3. Tailored but Impersonal
Both used car salesmen and AI models aim to provide a personalized experience, but it often feels artificial and devoid of genuine human touch. Advanced chatbots and customer service AIs do their best to mimic cognitive empathy. They are programmed to recognize keywords or phrases that suggest the user’s emotional state, and they generate responses accordingly. For instance, if a user types ‘I’m frustrated,’ the AI might reply, ‘I’m sorry to hear you’re feeling this way. How can I assist you?’ While this gives the impression of understanding, it’s a far cry from true emotional connection.
Technical Insights: Why AI Falls Short of Clinical Empathy
Generative AI models often have pre-defined personalities, making their interactions feel scripted and less than genuine. While research is improving this aspect, AI is still far from achieving the deep emotional understanding that comes with clinical empathy. True clinical empathy often requires a level of shared experience, something AI can’t simulate. Consider support groups like Alcoholics Anonymous, where members introduce themselves as alcoholics to establish common ground. This shared experience is the bedrock of genuine empathy and support, something far beyond the reach of even the most advanced AI..
Solutions on the Horizon
The AI community is hard at work searching for solutions to these challenges. A promising development is Microsoft’s Autogen multi-agent model, which diverges from traditional generative AIs. Autogen uses specialized agents, each with a unique role — such as a writer, an editor, or a developer and a QA tester. These agents collaborate, creating a ‘checks and balances’ system that aims for more accurate and reliable outputs. For instance, a ‘writer’ agent could generate content, while an ‘editor’ agent ensures its accuracy, thereby reducing the likelihood of hallucinations.
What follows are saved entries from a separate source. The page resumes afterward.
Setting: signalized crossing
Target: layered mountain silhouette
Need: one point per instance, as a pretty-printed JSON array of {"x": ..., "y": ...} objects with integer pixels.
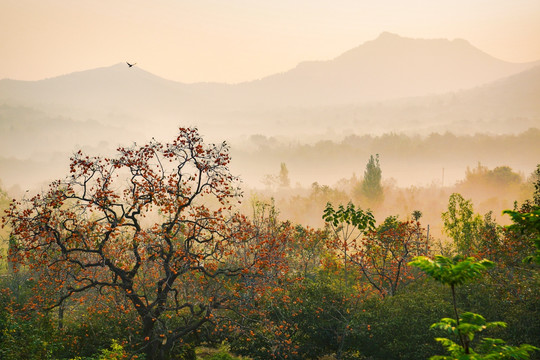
[
  {"x": 388, "y": 67},
  {"x": 390, "y": 84}
]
As we run downhill into an era where AI is becoming increasingly sophisticated, we must brace ourselves for the quirks and hallucinations that are part and parcel of this technology. While advancements like Autogen offer a glimpse of a more reliable future, the journey is far from over. So, don’t be too surprised if you find yourself feeling like you’re haggling with an AI version of a used car salesman.